Во сне я всегда вижу лошадь, скачущую в наполненном туманом поле. Очертания её, зыбкие и расплывчатые, отталкивающие и притягивающие в равной степени, со временем приобретают форму кареты, которая останавливается подле меня и стоит так, пока я не сажусь в неё. Когда дверь кареты закрывается за мной, я, погружённый в мысли, суть которых утекает даже от самого меня, долго сижу неподвижно и не замечаю девушку, сидящую напротив. Она тем временем достаёт зеркальце, долго смотрится в него, после чего её бледные, холодные руки медленно прикасаются к моему лбу. Она говорит, что меня больше не будут тревожить мысли – ни настоящие, ни будущие.

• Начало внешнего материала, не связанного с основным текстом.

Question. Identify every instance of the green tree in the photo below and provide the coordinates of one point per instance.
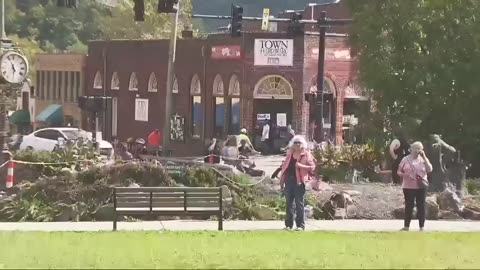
(420, 59)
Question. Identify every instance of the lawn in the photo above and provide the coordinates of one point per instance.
(257, 249)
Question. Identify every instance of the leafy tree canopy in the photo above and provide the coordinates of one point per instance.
(420, 59)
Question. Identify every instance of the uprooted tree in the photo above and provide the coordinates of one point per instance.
(420, 59)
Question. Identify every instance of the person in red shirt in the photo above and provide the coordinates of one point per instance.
(154, 140)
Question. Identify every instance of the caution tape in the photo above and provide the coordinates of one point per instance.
(43, 163)
(233, 159)
(239, 184)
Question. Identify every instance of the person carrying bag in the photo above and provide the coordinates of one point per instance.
(413, 170)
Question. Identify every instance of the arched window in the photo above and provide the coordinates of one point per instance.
(218, 89)
(98, 81)
(197, 109)
(234, 86)
(115, 83)
(328, 88)
(273, 86)
(195, 86)
(234, 104)
(220, 113)
(133, 82)
(175, 86)
(328, 85)
(152, 83)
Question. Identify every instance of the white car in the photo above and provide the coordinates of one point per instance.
(48, 139)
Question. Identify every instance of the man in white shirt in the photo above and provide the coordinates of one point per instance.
(266, 138)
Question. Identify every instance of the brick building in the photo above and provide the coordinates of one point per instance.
(222, 84)
(59, 82)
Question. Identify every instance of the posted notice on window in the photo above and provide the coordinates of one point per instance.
(273, 52)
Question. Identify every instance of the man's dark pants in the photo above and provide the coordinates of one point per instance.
(295, 193)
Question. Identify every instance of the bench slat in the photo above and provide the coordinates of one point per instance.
(165, 199)
(168, 195)
(119, 190)
(146, 204)
(174, 211)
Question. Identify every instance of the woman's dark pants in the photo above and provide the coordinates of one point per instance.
(412, 197)
(295, 193)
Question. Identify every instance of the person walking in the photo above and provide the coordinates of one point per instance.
(246, 145)
(296, 168)
(154, 141)
(413, 169)
(265, 138)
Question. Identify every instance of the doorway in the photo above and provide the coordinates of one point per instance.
(277, 112)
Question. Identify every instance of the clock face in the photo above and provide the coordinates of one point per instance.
(13, 67)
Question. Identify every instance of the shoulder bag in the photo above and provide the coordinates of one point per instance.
(422, 182)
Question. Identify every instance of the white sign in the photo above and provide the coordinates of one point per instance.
(266, 16)
(263, 116)
(273, 52)
(281, 119)
(141, 109)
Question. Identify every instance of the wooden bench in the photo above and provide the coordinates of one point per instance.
(168, 201)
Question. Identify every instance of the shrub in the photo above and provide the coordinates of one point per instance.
(473, 186)
(335, 162)
(142, 173)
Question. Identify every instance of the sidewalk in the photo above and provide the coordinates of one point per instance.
(185, 225)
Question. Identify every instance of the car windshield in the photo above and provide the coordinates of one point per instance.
(75, 134)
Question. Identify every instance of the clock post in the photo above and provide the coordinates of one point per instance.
(13, 72)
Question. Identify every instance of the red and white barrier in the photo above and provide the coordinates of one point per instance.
(11, 166)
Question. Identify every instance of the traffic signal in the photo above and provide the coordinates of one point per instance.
(237, 18)
(139, 10)
(167, 6)
(67, 3)
(296, 26)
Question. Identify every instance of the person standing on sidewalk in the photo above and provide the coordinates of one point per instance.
(154, 141)
(412, 168)
(266, 138)
(296, 168)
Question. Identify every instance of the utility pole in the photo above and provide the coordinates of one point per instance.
(319, 135)
(3, 113)
(170, 80)
(323, 22)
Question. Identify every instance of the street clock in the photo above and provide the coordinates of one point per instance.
(13, 67)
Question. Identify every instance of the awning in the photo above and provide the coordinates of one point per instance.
(52, 115)
(20, 118)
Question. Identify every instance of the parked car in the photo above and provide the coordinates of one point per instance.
(50, 138)
(14, 142)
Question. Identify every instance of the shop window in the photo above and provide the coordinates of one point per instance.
(197, 108)
(115, 83)
(197, 116)
(98, 81)
(235, 116)
(133, 82)
(220, 113)
(152, 83)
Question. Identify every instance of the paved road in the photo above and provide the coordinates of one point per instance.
(268, 163)
(185, 225)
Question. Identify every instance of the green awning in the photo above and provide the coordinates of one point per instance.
(20, 118)
(52, 115)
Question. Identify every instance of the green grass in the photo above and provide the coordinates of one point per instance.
(239, 250)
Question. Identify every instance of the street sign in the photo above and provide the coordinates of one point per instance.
(266, 17)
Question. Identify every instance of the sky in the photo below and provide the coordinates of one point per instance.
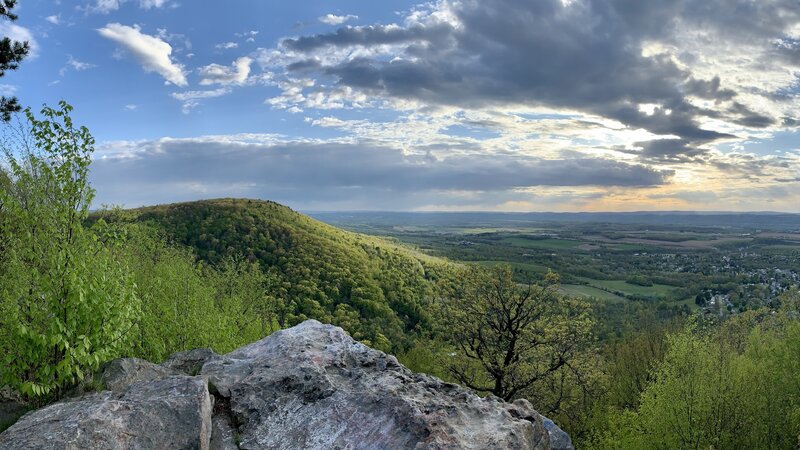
(502, 105)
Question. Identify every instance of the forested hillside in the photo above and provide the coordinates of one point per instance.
(377, 291)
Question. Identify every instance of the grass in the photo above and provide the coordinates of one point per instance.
(579, 290)
(661, 290)
(548, 243)
(536, 268)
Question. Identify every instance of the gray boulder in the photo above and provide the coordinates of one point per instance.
(167, 413)
(308, 387)
(313, 386)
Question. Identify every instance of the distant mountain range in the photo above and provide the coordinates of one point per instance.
(739, 220)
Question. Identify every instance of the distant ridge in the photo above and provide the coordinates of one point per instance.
(739, 220)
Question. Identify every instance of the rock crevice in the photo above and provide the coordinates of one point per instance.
(311, 386)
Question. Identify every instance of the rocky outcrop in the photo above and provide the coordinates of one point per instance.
(311, 386)
(172, 412)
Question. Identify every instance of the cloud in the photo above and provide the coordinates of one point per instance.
(226, 46)
(237, 73)
(191, 99)
(108, 6)
(76, 65)
(20, 34)
(151, 52)
(332, 19)
(249, 36)
(672, 68)
(147, 4)
(307, 171)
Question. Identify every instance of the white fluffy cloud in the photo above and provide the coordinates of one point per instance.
(151, 52)
(237, 73)
(333, 19)
(191, 99)
(226, 46)
(107, 6)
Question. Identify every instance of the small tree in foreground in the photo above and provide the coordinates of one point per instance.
(513, 337)
(11, 54)
(66, 304)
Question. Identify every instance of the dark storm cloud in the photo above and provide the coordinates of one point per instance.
(313, 171)
(586, 56)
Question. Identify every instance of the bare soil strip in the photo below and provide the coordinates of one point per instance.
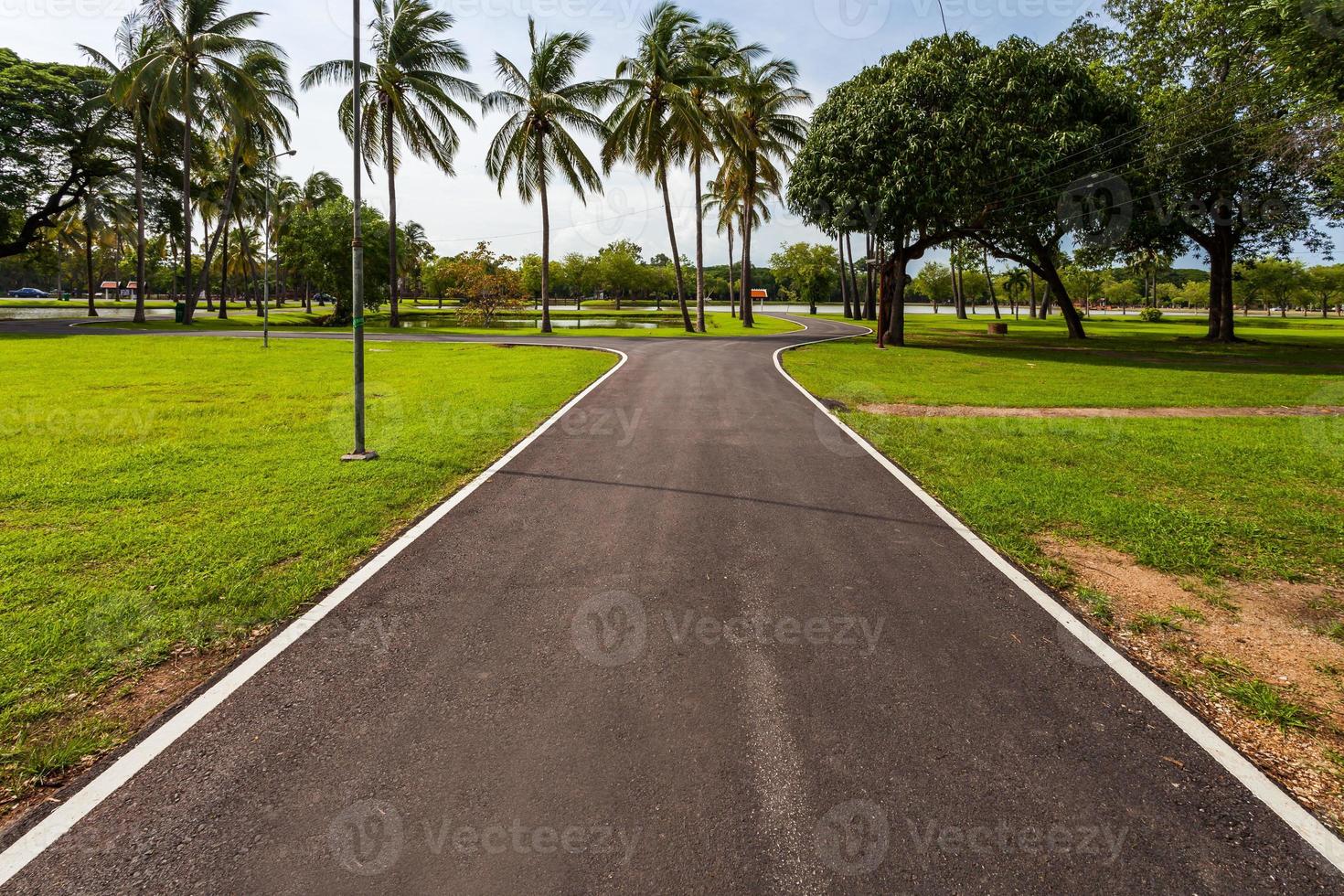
(974, 410)
(1272, 632)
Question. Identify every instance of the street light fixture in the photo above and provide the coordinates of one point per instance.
(265, 280)
(357, 252)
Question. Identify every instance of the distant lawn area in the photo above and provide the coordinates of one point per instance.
(667, 323)
(171, 497)
(1235, 496)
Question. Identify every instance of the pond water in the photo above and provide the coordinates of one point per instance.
(534, 323)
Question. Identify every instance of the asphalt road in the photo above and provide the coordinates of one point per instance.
(691, 640)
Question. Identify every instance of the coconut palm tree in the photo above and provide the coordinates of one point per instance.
(1015, 283)
(763, 134)
(411, 96)
(319, 188)
(656, 121)
(725, 202)
(546, 108)
(714, 50)
(253, 123)
(197, 55)
(132, 97)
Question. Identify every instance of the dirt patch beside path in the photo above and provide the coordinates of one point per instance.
(975, 410)
(1243, 653)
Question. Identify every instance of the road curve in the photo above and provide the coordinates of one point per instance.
(692, 638)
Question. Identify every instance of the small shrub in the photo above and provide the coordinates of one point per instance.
(1148, 621)
(1100, 604)
(1187, 613)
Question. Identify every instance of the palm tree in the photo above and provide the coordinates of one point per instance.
(714, 48)
(546, 108)
(725, 200)
(656, 123)
(132, 97)
(195, 54)
(761, 136)
(253, 123)
(411, 94)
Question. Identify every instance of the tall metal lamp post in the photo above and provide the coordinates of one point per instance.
(357, 251)
(265, 280)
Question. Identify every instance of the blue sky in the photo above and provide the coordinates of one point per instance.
(829, 40)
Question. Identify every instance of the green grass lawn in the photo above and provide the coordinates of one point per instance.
(1241, 497)
(160, 495)
(434, 321)
(1124, 363)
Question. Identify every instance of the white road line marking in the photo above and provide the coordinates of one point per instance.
(1287, 809)
(60, 819)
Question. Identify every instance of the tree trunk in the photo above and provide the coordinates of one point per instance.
(732, 305)
(749, 197)
(699, 251)
(854, 277)
(897, 283)
(1057, 288)
(989, 280)
(546, 242)
(844, 281)
(392, 294)
(869, 281)
(205, 263)
(186, 197)
(223, 274)
(93, 303)
(140, 229)
(677, 257)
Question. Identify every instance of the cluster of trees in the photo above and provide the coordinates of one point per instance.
(165, 146)
(1195, 125)
(155, 164)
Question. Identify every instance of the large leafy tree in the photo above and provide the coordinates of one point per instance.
(1060, 159)
(133, 100)
(912, 194)
(51, 145)
(546, 108)
(1232, 137)
(809, 271)
(411, 94)
(194, 66)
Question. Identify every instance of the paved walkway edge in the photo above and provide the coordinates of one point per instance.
(1283, 805)
(83, 801)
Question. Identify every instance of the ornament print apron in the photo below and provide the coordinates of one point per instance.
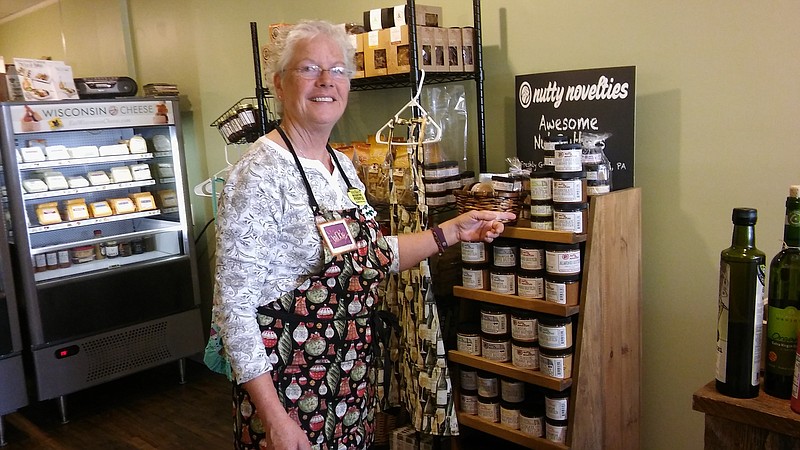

Когда я просыпаюсь, прохожий уже находится в моей комнате, наполненной запахом ночного дождя и мокрой листвы. Я никогда не задаюсь вопросом, как он проник сюда, ведь на этот вопрос не отвечу ни я, чьи мысли не находят возможности хоть сколько-нибудь долго задерживаться в моей голове, ни этот забравшийся в мою комнату человек, чьё молчание кажется таким нерушимым, словно, осмелься что-то его нарушить, не только он, но и вся комната тут же исчезнет. В такой ситуации существует лишь одна возможность зацепиться за эту, уже уходящую, ночь и подольше остаться в ней – молчать.

Незваный гость долго сидит на стуле, поставленном им нарочно прямо возле моей постели. Лицо его, скрытое темнотой, неразличимо; лишь изредка на нём проявляется то острый нос, то зевающий рот, то глаза, затуманенные полудрёмой и выпитым вином.

Перед самым рассветом он всегда наклоняется над моей тяжёлой, с холодным потом на лбу и на висках, головой и долго разглядывает моё лицо. В такие моменты я отвожу свой взгляд от него и смотрю на стену, за которой вновь слышатся стуки и скрипы, похожие на те, что разбудили меня.

Он уходит, так и не сказав ни слова, через окно, а я продолжаю смотреть на стену и держаться за явь, всё с большим успехом ускользающую от меня.